Rustie Lin UC Berkeley CS, Distributed Systems, Blockchain

Making Blockchain Accessible

More blog posts available on the Blockchain at Berkeley Medium blog. The Blockchain at Berkeley edX initiative is also featured in Gloria's blog post here.

Education should be accessible. This should especially be the case in the blockchain space, which takes pride in its core value of decentralization. There’s nowhere saying that the decentralization that we value in the blockchain space is only limited to product or community. Why not extend this to blockchain education as well?

Since Fall 2016, Blockchain at Berkeley has been offering a survey course on the fundamental concepts of cryptocurrencies and blockchain. You can read more about that on the course website. Each of the lectures we taught were carefully designed to fit into the entire top down narrative of the blockchain space we were trying to weave with each iteration. The goal was to create a survey of the blockchain space that was accessible to anyone, no matter their background.

Our core curriculum, Blockchain Fundamentals, is split into two main “epochs,” which roughly models the gradual maturing and general sentiment about cryptocurrency and then later blockchain technologies. Our narrative starts with Bitcoin and Cryptocurrencies, explaining cryptocurrencies as the first use case for blockchain, and Bitcoin as the original inspiration. Our aim for this first epoch is to explore both the technological and social aspects of Bitcoin, and then introduce Ethereum towards the end, so as to dramatically reveal to students the amount of intuition that carries over between understanding different blockchain platforms at a high level. While the name of the epoch is “Bitcoin and Cryptocurrencies,” the primary motivation outside of explaining what the title says is to decouple the ideas of Bitcoin and cryptocurrencies from that of blockchain.

With the realization that their intuition carries from Bitcoin, a cryptocurrency, to Ethereum, a more generalized blockchain platform, students then transition into the curriculum’s second epoch, Blockchain Technology. The aim for this second epoch is to further expand the student’s mental model of what blockchain is. At this point, students are confident in their understanding of cryptocurrencies and blockchain, so in this epoch, we start by diving into related technical topics. The first lecture in the second epoch explains that blockchain thinking has origins earlier than that of 2008’s Bitcoin whitepaper.
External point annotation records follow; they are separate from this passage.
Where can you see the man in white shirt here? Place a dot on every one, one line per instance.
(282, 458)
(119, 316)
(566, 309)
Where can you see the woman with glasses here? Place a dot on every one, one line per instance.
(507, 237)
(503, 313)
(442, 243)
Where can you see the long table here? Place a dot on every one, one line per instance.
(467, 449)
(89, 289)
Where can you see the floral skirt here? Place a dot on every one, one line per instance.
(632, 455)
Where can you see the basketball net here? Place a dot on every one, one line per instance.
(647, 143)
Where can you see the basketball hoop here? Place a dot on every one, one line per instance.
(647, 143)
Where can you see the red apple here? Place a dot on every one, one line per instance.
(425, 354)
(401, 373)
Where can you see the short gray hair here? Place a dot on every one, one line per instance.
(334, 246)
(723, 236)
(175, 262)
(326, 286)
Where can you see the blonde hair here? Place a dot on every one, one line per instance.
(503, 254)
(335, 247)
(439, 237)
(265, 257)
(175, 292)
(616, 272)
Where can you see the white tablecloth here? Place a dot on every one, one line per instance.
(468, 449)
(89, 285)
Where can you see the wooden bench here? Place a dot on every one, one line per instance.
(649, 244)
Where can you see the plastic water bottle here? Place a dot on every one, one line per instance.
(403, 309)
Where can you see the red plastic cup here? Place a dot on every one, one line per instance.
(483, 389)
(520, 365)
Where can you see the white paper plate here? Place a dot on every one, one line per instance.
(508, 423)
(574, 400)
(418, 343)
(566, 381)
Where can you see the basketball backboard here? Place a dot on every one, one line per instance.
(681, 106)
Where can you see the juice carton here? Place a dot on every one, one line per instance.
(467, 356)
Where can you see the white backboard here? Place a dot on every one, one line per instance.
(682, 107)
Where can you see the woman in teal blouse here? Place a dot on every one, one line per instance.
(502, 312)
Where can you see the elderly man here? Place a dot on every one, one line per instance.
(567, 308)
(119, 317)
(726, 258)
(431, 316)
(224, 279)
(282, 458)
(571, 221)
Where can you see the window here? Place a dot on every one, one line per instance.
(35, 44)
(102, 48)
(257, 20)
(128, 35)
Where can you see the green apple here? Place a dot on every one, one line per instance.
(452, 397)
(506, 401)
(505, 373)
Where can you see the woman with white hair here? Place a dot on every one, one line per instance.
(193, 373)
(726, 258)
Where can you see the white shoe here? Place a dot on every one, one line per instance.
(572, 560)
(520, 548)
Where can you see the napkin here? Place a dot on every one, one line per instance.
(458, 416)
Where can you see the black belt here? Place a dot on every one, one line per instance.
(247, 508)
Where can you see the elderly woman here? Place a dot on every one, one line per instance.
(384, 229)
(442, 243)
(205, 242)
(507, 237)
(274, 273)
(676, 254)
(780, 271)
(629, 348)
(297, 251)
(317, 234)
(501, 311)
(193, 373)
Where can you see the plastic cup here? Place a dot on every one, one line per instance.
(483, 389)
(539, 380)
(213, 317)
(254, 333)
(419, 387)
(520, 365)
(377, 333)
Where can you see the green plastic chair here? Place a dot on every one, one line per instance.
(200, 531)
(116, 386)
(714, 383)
At its core, blockchain and distributed ledger technologies of the modern day are based in historical academic research in distributed systems and consensus, and that’s where we take students. Consensus has existed for millennia, at least since humans started interacting socially, and the formal academic study of consensus in computer science and mathematics started decades ago, at least by when individuals in the aerospace industry decided they wanted to subject computers to adverse environments. From there, we explore how traditional literature has affected newer forms of distributed consensus. Having understood those fundamentals, we then invite students to seek understanding from a higher abstraction level – from that of (crypto)economics. This then ties naturally into various classifications of blockchains based on their access level (e.g. enterprise blockchains) and the various challenges to adoption they currently face, such as scalability and anonymity.

We end our main curriculum there. Having surveyed much of the blockchain space, we have presented enough information for students to have an intelligent conversation about blockchain. What the space needs is to facilitate more intelligent conversation. Regrettably, talent in the space is currently very dilute. With more accessible blockchain education, we hope to nurture the space into one that is revered by academia, industry, and the general public.